A masker sound generator for generating masker sounds;
A plurality of speakers for outputting the masker sound;
A localization control unit for controlling a localization position of the masker sound and supplying an audio signal related to the masker sound to the plurality of speakers;
With
The sound output device, wherein the localization control unit randomly changes the localization position of the masker sound within a predetermined range centered on a predetermined position .

The localization control unit sets the localization position so that the center position is set to the localization position with the highest probability around the predetermined position, and the localization position is set with a lower probability as the distance from the center position increases.
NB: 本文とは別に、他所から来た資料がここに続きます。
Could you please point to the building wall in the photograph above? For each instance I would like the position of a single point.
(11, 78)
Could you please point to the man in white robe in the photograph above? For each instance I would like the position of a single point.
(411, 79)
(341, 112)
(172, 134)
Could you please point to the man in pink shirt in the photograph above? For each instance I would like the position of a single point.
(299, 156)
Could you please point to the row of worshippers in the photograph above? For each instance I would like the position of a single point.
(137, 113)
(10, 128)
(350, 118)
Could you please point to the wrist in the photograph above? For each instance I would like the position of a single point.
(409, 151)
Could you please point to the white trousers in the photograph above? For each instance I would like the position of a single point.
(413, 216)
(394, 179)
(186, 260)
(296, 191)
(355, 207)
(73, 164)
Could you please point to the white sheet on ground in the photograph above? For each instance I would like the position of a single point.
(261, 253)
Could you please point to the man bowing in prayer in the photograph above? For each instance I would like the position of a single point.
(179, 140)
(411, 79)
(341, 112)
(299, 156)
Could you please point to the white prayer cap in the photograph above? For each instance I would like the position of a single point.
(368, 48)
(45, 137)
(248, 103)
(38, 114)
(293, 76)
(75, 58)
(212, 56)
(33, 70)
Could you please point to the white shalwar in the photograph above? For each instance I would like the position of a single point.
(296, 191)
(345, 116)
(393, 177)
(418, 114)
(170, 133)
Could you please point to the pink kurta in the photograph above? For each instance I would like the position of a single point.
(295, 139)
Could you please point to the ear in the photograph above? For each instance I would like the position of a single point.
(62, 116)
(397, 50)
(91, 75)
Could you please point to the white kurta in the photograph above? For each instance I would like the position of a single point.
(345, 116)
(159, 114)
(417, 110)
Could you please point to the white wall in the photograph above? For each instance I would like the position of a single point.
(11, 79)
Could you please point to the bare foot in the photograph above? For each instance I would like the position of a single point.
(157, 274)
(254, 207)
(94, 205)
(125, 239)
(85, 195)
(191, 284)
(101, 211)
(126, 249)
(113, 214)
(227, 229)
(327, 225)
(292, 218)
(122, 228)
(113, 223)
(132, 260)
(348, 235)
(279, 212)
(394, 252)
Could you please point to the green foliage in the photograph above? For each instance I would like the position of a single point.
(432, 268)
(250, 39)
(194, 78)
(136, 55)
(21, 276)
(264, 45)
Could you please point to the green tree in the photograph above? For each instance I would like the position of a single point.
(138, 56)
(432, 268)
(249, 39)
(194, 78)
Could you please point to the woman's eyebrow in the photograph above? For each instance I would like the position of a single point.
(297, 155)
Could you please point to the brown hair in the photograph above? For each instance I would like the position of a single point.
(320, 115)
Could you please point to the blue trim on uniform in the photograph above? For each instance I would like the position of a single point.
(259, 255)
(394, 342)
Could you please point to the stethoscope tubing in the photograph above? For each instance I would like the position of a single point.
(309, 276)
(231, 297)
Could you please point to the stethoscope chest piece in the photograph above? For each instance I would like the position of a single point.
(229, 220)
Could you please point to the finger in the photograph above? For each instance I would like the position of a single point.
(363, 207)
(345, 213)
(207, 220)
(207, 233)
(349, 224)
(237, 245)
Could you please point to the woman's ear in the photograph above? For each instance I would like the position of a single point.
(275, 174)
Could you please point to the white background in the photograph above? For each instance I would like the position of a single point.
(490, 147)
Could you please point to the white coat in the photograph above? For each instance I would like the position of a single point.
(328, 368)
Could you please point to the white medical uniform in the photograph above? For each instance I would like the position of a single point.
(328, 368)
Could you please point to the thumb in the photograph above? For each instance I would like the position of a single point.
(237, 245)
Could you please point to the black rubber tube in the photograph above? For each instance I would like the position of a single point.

The audio output device according to claim 1, wherein the audio output device is dynamically changed.

A microphone that picks up the voice of the speaker
The masking sound generating unit, an audio output device according to claim 1 or 2 to generate the masking sound based on the sound picked up by the microphone.

Cancel the pseudo echo signal sound according to the masking sound is pseudo echo component reaching the microphone from the loudspeaker from the audio picked up by the microphone, claim 3 comprising an echo canceller to be supplied to the masking sound generating unit The audio output device according to 1.